Pretty soon, all our contact details, financial transactions, tax data and - who knows - medical info, electronic organiser entries and the rest, could find themselves linked in cyberspace. Which we all know is fairly vulnerable, no matter what anyone says.

So it`s only a matter of time before your slap-up lunch with friends on company time gets interrupted by a call from the Receiver`s office, warning you that your electronic diary has been checked, your credit card transactions are being monitored, and if you`re even thinking of claiming your third Mai Tai of the day as a business expense on your next tax return, you`re in deep trouble.

In this age of brilliant data storage, data mining, customer relationship management and satellite tracking of practically everything, this re-registration takes on an ominous tone.

Tracy Burrows, news editor, ITWeb

Or you apply for a major loan, and your stony-faced credit consultant instantly calls up your various credit card and account transactions and informs you that anyone who spends R3 000 on cosmetics in a single retail therapy binge is not a good candidate for credit.

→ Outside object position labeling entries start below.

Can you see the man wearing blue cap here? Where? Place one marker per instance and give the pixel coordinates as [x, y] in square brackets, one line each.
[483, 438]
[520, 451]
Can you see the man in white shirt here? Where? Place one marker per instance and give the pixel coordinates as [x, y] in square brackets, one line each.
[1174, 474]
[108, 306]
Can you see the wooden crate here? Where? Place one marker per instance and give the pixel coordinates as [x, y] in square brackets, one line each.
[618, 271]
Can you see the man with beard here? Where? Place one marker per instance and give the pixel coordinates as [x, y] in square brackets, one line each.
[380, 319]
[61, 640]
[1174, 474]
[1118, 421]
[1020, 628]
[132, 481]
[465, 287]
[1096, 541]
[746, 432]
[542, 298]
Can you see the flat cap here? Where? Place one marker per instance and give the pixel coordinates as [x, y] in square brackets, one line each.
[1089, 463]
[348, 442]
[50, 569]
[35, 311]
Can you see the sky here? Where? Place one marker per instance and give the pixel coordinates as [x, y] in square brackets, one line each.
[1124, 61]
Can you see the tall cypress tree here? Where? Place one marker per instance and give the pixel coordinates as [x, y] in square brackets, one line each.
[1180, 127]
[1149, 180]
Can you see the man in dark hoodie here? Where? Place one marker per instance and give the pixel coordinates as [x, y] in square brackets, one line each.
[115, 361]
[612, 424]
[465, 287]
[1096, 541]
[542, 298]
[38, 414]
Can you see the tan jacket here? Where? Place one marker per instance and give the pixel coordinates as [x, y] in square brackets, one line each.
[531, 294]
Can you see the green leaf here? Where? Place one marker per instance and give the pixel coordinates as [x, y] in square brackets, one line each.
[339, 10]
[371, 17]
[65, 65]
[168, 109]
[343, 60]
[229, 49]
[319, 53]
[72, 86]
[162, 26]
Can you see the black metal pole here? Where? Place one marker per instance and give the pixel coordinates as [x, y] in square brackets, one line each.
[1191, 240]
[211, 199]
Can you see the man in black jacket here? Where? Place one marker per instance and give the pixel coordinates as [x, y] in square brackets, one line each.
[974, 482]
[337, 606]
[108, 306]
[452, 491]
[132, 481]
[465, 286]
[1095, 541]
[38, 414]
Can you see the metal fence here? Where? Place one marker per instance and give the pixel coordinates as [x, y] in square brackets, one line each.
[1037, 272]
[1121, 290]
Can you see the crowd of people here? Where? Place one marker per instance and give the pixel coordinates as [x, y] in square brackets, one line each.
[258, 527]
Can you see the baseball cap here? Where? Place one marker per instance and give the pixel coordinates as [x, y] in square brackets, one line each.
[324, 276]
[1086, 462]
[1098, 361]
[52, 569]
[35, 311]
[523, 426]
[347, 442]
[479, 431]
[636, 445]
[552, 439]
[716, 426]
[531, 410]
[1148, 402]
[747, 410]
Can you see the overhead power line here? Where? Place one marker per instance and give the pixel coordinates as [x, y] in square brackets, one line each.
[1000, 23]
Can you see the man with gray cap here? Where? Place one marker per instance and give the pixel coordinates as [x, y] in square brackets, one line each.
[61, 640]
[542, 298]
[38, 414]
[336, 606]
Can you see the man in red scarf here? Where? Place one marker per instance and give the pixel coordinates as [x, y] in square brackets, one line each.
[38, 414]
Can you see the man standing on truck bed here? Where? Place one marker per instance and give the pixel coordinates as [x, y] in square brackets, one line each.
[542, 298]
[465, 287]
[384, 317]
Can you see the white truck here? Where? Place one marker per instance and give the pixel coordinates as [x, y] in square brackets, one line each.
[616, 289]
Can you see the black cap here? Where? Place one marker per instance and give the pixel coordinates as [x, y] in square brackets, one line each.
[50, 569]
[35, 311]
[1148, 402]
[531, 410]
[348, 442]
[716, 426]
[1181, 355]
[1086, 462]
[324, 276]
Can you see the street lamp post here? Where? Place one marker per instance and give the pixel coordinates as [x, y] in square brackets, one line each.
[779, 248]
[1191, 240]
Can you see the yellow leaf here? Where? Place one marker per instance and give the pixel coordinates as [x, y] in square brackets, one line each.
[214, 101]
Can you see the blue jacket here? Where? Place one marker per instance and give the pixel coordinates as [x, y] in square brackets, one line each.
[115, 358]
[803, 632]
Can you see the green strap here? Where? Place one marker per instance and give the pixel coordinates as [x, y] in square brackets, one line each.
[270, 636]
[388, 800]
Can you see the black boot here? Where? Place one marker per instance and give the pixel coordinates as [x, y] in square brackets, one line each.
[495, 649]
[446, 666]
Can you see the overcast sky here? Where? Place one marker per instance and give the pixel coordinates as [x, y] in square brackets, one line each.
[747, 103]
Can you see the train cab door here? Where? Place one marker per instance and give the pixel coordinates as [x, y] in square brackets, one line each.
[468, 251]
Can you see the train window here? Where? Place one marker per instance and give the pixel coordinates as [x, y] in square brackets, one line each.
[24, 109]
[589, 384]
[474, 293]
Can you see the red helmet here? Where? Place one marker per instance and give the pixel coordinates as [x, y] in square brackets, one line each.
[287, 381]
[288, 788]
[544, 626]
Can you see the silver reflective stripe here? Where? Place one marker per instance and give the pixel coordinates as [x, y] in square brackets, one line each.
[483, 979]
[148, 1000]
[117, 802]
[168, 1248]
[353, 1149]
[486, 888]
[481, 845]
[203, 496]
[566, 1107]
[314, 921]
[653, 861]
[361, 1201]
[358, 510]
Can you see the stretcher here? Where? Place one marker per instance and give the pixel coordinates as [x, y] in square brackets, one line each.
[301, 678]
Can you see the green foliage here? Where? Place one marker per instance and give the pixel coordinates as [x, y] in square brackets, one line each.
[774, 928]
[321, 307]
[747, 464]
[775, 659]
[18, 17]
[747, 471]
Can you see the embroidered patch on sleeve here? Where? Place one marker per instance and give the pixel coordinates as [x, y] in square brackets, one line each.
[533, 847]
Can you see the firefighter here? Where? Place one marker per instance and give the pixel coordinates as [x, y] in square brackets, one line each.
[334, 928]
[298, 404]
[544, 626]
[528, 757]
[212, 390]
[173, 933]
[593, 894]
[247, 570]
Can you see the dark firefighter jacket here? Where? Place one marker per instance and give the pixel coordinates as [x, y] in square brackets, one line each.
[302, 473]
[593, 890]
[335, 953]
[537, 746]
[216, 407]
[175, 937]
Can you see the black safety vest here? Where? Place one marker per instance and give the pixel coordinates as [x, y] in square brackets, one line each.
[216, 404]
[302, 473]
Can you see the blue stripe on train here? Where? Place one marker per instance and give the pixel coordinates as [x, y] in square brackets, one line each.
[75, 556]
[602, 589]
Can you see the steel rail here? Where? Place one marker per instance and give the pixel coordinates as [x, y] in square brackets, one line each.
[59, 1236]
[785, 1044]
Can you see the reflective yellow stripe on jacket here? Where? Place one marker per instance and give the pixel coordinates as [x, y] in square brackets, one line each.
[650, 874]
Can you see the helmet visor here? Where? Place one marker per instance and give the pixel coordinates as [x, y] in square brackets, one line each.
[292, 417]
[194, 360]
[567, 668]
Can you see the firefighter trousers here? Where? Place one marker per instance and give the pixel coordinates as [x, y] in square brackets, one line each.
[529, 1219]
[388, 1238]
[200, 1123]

What about when your doctor calls you up in mid-breakfast scoff to tell you he`s received an auto-alert about where you`re shopping, and unless you drop the next slice of bacon at Greasy Mo`s, he`s not going to be held responsible for your cholesterol count. And, while he`s at it, he`s checked your spending and frankly doesn`t believe you can pay your medical bill this month after you splurged on new shoes not half an hour ago.

You could find your creditors wangling a way to help themselves to your money directly from your bank account without your say-so - even if they`ve made a mistake on their billing. Your attempt at an ATM withdrawal could trigger messages like: "Are you sure? Do you realise you haven`t paid Acme Bug Removals yet?" or "The finance ministry suggests saving 25% of your income. You`re way over your monthly spending limit. Stop now, or the national deficit will be all your fault".

The paranoid delusions of people who wear tinfoil hats start looking feasible. Maybe it`s just me, but feel a little uncomfortable about lugging big brother around in my purse.